- Also known as: Sasumaa Ne Meri Kadar Na Jaani
- Genre: Drama
- Created by: 3 Musketeers
- Story by: Gazala Nargis; Sonal Ganatra; Bhavna Vyas; Dialogues Anand
- Directed by: Manish Singh
- Creative director: Menka Rani Chaudhary
- Starring: Akshit Sukhija; Anushka Merchande;
- Opening theme: "Sasumaa Ne Meri Kadar Na Jaani"
- Composer: Ved Sharma
- Country of origin: India
- Original language: Hindi
- No. of seasons: 1
- No. of episodes: 130

Production
- Producers: Nikil Sinha Kutti Padmini
- Cinematography: Indraneel Singha
- Editors: Satya Sharma Sumanth Sharma
- Camera setup: Multi-Camera
- Running time: 22-24 minutes
- Production company: Triangle Film Company

Original release
- Network: Dangal
- Release: 23 October 2023 – 21 March 2024

= Har Bahu Ki Yahi Kahani Sasumaa Ne Meri Kadar Na Jaani =

Indian drama television series

Har Bahu Ki Yahi Kahani Sasumaa Ne Meri Kadar Na Jaani also Known as Sasumaa Ne Meri Kadar Na Jaani is an Indian drama television series produced by Triangle Film Company and premiered on 23 October 2023 on Dangal. It stars Akshit Sukhija and Anushka Merchande.

==Plot==
Pallavi longs to read more, but her parents forbid it until after marriage. She hopes her future in-laws will be more modern and allow her to pursue her passions. Meanwhile, Babli Devi hopes for a daughter-in-law who will serve her like a maid.

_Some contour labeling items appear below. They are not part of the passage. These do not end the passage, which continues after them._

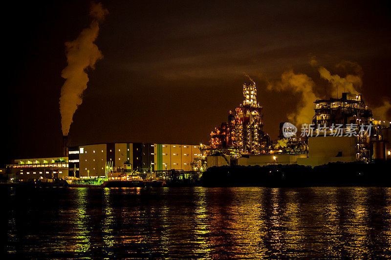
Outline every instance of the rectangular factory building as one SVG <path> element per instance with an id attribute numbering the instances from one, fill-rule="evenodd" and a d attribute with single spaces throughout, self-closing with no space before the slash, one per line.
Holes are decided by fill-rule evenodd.
<path id="1" fill-rule="evenodd" d="M 151 172 L 193 170 L 200 155 L 199 145 L 151 143 L 109 143 L 69 147 L 69 176 L 104 176 L 109 165 L 114 171 Z"/>

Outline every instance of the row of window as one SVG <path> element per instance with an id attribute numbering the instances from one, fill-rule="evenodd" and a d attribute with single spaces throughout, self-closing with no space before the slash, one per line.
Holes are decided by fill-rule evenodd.
<path id="1" fill-rule="evenodd" d="M 42 172 L 39 172 L 40 174 L 42 174 Z M 32 173 L 33 173 L 33 174 L 37 174 L 37 172 L 32 172 Z M 49 174 L 49 172 L 45 172 L 45 173 L 46 173 L 46 174 Z M 63 173 L 63 172 L 60 171 L 58 172 L 58 173 Z M 57 173 L 57 172 L 53 172 L 53 173 Z M 21 174 L 23 174 L 23 172 L 21 172 Z M 30 172 L 26 172 L 26 174 L 30 174 Z"/>

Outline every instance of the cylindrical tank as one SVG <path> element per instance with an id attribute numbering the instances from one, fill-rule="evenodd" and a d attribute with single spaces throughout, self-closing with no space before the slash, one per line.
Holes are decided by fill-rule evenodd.
<path id="1" fill-rule="evenodd" d="M 385 160 L 386 156 L 385 143 L 383 141 L 373 142 L 373 159 Z"/>

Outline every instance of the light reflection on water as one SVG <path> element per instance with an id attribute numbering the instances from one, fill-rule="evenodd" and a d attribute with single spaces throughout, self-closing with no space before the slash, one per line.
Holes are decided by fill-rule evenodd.
<path id="1" fill-rule="evenodd" d="M 391 258 L 390 188 L 6 189 L 14 258 Z"/>

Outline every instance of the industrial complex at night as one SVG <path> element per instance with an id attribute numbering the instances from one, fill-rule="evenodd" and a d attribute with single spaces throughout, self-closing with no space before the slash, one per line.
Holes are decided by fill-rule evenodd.
<path id="1" fill-rule="evenodd" d="M 124 176 L 158 180 L 168 171 L 198 173 L 199 177 L 213 166 L 313 167 L 337 161 L 389 160 L 390 123 L 375 120 L 361 95 L 348 95 L 315 100 L 312 123 L 306 128 L 302 126 L 302 135 L 296 129 L 294 134 L 284 136 L 285 126 L 281 123 L 279 139 L 271 141 L 263 130 L 262 107 L 257 101 L 255 83 L 245 83 L 242 103 L 234 112 L 229 112 L 227 122 L 212 131 L 210 145 L 128 142 L 68 147 L 65 136 L 62 157 L 15 160 L 5 172 L 9 179 L 25 181 L 99 177 L 116 180 Z M 360 131 L 364 125 L 370 129 Z M 357 131 L 353 132 L 352 126 Z"/>

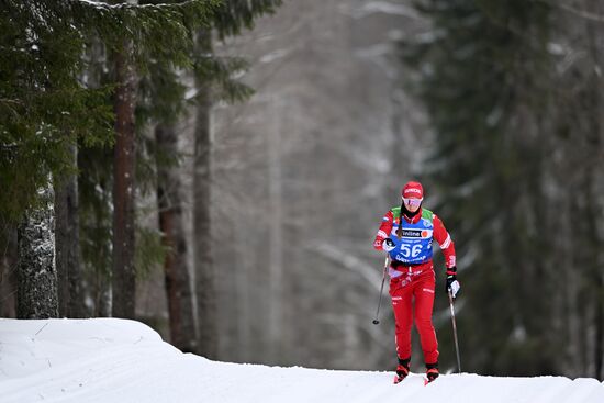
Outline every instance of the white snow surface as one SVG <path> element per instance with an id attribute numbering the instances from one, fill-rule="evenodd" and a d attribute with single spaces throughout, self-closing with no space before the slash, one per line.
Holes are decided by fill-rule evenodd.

Only time will tell whose dreams will come true.

==Cast==
===Main===
- Akshit Sukhija as Arnav Shastri: Pallavi's husband;
- Anushka Merchande as Pallavi Arnav Shastri (née Pathak): Arnav's wife;

===Recurring===
- Salman Shaikh as Shiva: Suhasini's son
- Sahil Singh Sambyal as Pratham Madan Pathak: Pallavi and Pavitra's elder brother
- Jiten Lalwani as Shri Purshottam Shastri: Arnav's father; Babli Devi's husband
- Purva Parag as Kanchan Pathak : Pallavi and Pratham's mother
- Sucheta Khanna as Babli Devi Shastri : Arnav's step-mother
- Milan Singh as Jhilmil : Arnav's elder sister
- Hemakshi Ujjain as Godavari Pathak : Pallavi's stepmother
- Ipsitha Tanjea as Rimjhim Shastri : Arnav's younger sister
- Alka Singh as Priyanka Shastri : Arnav's sister-in-law
- Bobby Khanna as Madan Pathak : Pallavi, Pavitra and Pratham's father
- Darsh Agarwal as Bittu
- Gultesham Khan as Anand
- Seema Azmi as Suhasini : Shiva's Mother
- Ashutosh Tiwari as Shashwat
- Sneha Bhawsar as Pavitra Madan Pathak: Kanchan and Madan's daughter

==Production==
===Development===
The series was initially titled as Sasuji Tune Meri Kadar Na Jaani. But Later it was a changed to Har Bahu Ki Yahi Kahani Sasumaa Ne Meri Kadar Na Jaani. The Show Replaced Sindoor Ki Keemat 2.

===Release===
Akshit Sukhija and Anushka Merchande were signed as the lead.The first promo was released in October 2023 featuring Sucheta Khanna and Anushka Merchande. It was replaced by the television series Deewani on March 19, 2024. The remaining episodes of this serial were aired at the 11:30 PM time slot.